Эльза выскочила из комнатки, Бэйб устремился было за ней, но Док крепко схватил его за руку.
— Пусть убегает.
Бэйб рванулся.
— Почему? Потому что ты так хочешь?
— Ради тебя же.
— Чепуха!
— Только ради тебя. — Док держал его крепко, и Бэйб не мог вырваться. — Я много ездил по миру, я знаю людей. Миллионы проходимцев хотят поселиться здесь и идут ради этого на все.
— Я не просил твоего одобрения.
— Ты еще спасибо мне скажешь. Я раскусил ее с первого взгляда. Да нет, черт возьми! Я понял все из твоего письма. Не влюбляются так друг в друга, вот если только один очень старается…
— Ты не знаешь…
— Знаю, знаю, черт возьми, поверь мне!
— Поверить?! Сначала ты выворачиваешь ее наизнанку, а потом подставляешь ножку.

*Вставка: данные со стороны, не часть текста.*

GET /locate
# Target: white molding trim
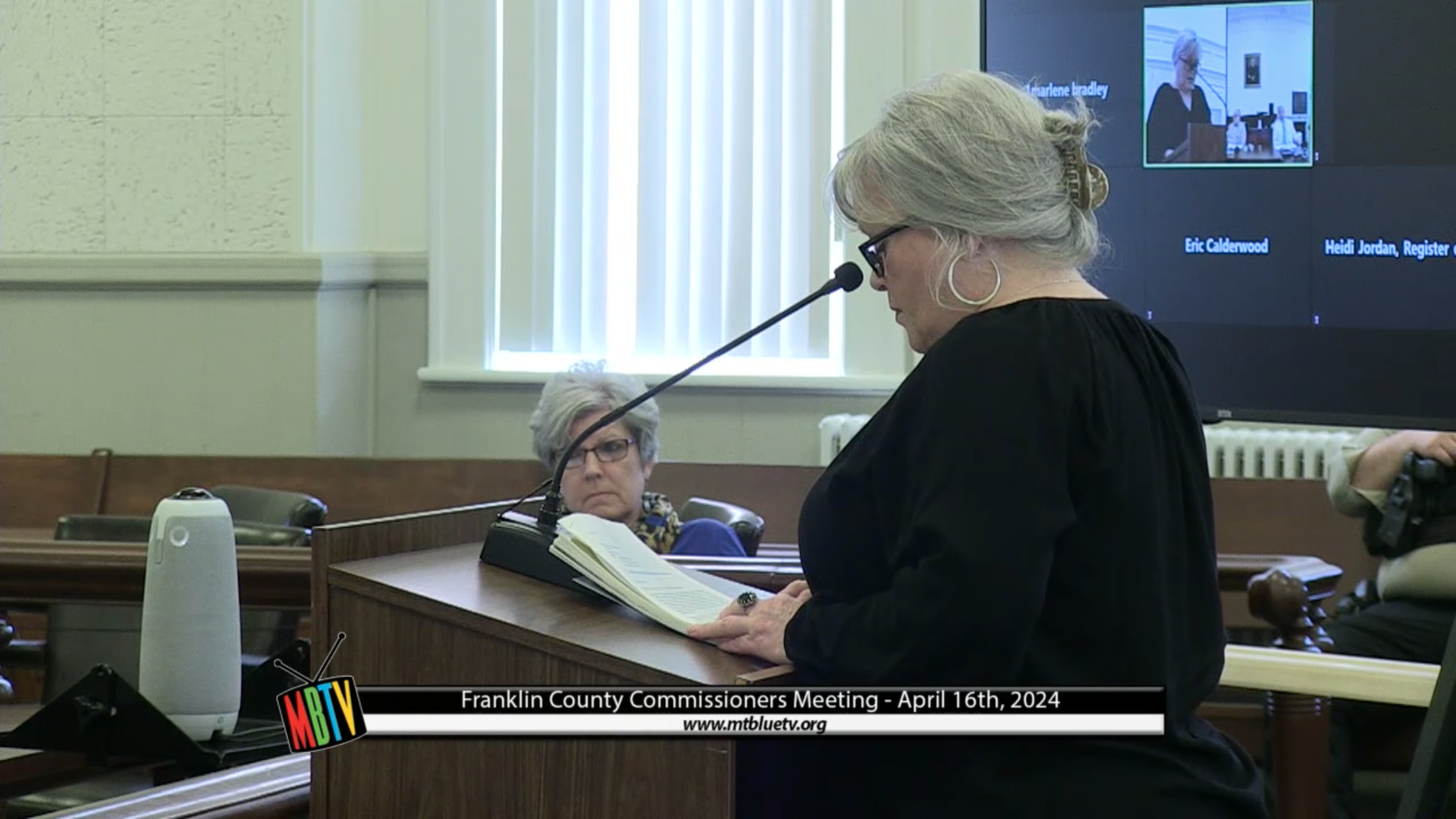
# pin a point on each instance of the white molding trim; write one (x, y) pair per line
(805, 385)
(212, 271)
(463, 205)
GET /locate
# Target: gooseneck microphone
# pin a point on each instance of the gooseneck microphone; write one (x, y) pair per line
(522, 544)
(1207, 85)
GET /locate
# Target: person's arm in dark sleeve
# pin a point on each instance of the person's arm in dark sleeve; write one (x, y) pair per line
(986, 506)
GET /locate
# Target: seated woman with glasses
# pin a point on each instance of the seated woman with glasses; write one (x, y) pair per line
(607, 474)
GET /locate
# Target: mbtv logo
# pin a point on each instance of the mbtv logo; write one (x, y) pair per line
(322, 711)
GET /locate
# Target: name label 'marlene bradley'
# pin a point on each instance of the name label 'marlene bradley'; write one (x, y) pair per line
(1092, 88)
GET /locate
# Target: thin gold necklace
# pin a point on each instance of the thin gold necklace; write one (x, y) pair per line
(1040, 286)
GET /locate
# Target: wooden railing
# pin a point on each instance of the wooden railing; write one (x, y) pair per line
(273, 789)
(1285, 592)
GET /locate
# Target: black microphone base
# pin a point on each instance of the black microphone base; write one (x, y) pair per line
(517, 544)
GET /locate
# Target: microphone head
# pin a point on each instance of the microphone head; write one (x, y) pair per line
(848, 276)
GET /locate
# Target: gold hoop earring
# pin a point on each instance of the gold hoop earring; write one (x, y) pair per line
(949, 279)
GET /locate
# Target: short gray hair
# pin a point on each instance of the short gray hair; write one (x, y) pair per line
(1187, 41)
(968, 155)
(588, 388)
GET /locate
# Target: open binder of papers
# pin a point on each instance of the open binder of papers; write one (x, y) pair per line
(615, 563)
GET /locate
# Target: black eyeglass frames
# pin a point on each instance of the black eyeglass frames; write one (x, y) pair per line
(873, 251)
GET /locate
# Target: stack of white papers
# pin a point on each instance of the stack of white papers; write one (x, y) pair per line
(620, 566)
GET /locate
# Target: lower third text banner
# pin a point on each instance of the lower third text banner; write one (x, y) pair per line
(419, 711)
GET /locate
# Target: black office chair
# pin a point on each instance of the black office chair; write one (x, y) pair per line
(267, 632)
(746, 523)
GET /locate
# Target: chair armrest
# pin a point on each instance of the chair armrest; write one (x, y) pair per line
(136, 529)
(746, 523)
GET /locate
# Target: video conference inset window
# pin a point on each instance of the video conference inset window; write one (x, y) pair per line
(1228, 85)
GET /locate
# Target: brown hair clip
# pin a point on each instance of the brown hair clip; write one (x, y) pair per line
(1087, 183)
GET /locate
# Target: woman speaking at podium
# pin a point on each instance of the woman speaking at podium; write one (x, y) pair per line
(1030, 509)
(1177, 105)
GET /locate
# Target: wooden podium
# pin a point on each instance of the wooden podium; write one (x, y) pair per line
(431, 614)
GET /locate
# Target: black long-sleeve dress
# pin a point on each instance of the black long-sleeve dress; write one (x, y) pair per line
(1168, 120)
(1030, 509)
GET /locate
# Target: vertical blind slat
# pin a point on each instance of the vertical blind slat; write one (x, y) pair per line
(720, 193)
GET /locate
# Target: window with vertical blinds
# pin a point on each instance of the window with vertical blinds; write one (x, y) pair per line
(661, 175)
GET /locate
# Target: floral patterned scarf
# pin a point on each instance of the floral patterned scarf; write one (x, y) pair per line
(658, 525)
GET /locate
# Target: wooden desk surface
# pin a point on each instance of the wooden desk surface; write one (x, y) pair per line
(452, 583)
(34, 567)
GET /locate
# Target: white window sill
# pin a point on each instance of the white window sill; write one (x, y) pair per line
(835, 385)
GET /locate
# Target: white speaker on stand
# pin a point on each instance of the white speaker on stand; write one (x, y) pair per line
(191, 640)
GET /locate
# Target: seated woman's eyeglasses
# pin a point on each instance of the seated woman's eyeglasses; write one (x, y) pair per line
(607, 450)
(873, 251)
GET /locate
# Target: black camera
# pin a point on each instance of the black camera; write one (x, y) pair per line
(1421, 491)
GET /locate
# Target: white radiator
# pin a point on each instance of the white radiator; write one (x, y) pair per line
(1234, 450)
(1270, 452)
(835, 433)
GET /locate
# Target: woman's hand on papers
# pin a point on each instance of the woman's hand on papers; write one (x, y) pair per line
(759, 632)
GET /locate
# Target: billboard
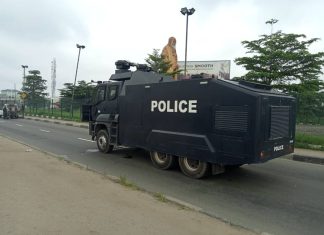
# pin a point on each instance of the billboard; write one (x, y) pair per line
(209, 69)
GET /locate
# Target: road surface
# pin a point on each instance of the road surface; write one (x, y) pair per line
(278, 197)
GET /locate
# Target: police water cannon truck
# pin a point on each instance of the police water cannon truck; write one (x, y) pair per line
(203, 125)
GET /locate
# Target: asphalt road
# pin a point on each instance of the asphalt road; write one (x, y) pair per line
(278, 197)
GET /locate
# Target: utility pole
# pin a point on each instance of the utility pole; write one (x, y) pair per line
(76, 74)
(185, 11)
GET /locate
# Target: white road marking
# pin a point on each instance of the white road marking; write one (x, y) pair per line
(86, 140)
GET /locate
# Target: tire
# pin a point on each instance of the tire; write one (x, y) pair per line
(194, 168)
(163, 161)
(103, 143)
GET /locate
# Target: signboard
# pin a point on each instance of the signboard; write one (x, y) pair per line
(209, 69)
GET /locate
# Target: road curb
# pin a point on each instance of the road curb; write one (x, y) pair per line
(294, 157)
(308, 159)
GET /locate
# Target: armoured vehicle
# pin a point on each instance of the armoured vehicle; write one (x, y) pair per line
(202, 125)
(10, 111)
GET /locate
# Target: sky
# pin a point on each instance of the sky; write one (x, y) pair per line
(34, 32)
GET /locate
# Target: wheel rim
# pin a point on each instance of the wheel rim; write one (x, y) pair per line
(102, 142)
(160, 157)
(191, 164)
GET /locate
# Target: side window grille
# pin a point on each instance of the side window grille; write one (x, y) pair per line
(279, 124)
(231, 118)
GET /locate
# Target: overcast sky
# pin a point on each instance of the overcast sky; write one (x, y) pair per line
(34, 32)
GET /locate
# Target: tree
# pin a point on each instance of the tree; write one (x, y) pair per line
(35, 88)
(283, 61)
(158, 64)
(82, 90)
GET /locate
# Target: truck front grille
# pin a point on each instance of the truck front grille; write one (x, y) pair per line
(279, 125)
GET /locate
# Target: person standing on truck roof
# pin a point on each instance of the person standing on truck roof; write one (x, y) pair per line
(170, 55)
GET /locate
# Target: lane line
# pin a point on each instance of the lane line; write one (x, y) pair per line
(87, 140)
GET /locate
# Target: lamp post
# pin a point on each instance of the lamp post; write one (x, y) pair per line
(24, 94)
(24, 78)
(187, 12)
(76, 74)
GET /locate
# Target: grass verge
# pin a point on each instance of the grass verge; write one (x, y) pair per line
(306, 141)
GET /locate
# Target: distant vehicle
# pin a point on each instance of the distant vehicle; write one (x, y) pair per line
(203, 125)
(10, 111)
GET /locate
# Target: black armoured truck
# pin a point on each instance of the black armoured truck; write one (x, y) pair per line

— Это всего лишь тактика: сначала размягчить — и поймать врасплох.
Док сжал руку Бэйба сильнее. Стало больно. Они стояли и, перебивая друг друга, шептали в тишине кабинета.
— Нельзя всем говорить правду, кое-что надо и попридержать. Я искренне просил тебя поехать в Вашингтон. Если бы я сказал, что получил твое письмо про парк, ты бы подумал, что я испугался, но я не хочу ранить тебя жалостью. Я получил твое письмо, знал о бандитах… Не врал и не вру, когда говорю тебе: брось ее, она не любит тебя, забудь ее.
— Ты не знаешь, что…
— Я знаю. Думай головой! Она же красавица — зачем ты ей нежен?
— Я люблю ее! — крикнул Бэйб, вырвался и бросился через зал. Он врезался в официанта с подносом, споткнулся, полетел дальше. Вниз, по ступенькам, через две, три, бегом, спотыкаясь, мимо бара, в октябрьский вечер, на тротуар, рванулся в сторону, в другую, сел в такси и помчался к Эльзе домой.
Он упрямо нажимал на звонок ее двери, снова и снова, но тщетно. Он звонил еще — тишина, никого, ничего… Может, он обогнал ее, она еще добирается? Нет, она вообще не поехала домой. Она ведь думает, что это он все подстроил, уничтожил ее. Где она сейчас? Сидит в кино, не глядя на экран? О многом ей теперь надо подумать.